Transformations des éléments linguistiques
Les photographies de nu de Hervé Rabot ne se veulent pas de genre mais d’attribut. Celui d’une divinité à travers laquelle l’auteur et photographe cherche moins une vision d’après nature que l’objet d’une ontologie de la relation du modèle avec l’artiste lui-même.
De telles prises sont brutes, sans concession, ne correspondent pas forcément aux canons de beauté traditionnelle même si les corps restent baudelairiens puisque propres à susciter un désir qui fascine et un plaisir qui tue.
Les clichés (qui n’en sont pas) possèdent aussi, dans leur crudité sans fard, un caractère transgressif pour l’artiste lui-même. A travers eux et dans les postures auxquelles les femmes ont décidé de se soumettre, Rabot se livre à une dérive verbale.
Le nu arraché à son contexte habituel de simple procédé devient l’éveil d’un matériau poétique tout en ouverture.
Il ne ressemble plus au délice béat sur lequel l’hédonisme courant fonde sa théorie esthétique courante. Le flot verbal hirsute et libre ouvre ce que la femme elle-même suggère, entrouvre, montre. Elle devient la courroie de transmission d’une apparente incohérence logomachique. Elle sert d’embrayeur à une dynamique qui se sépare de la simple narration.
Ce qui est extrait de la nudité est arraché aux associations logiques et à la représentation classique pour que la langue de bois se transforme en bûche dans le feu.
Le regard comme la poésie ne sont plus fermés. La femme devient une véritable structure, un concours de forces plastiques qui désaxe le discours.

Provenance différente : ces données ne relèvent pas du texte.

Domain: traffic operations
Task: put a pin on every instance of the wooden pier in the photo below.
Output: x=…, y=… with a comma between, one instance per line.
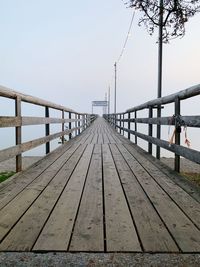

Celui-ci devient mouvant, basé sur l’antinomie entre le modèle et le photographe.
Par ses mots, celui-ci tente de la résoudre au moment où la personnalité poétique du poète se rapproche de la structure psychique de la femme qu’il montre et à laquelle il donne parole afin qu’elle fracture la sienne.
jean-paul gavard-perret
Hervé Rabot, Les petites ostentations, 3 photographies et texte mis en espace par Zoé Weller, Dumerchez, coll. Leprello, 2019.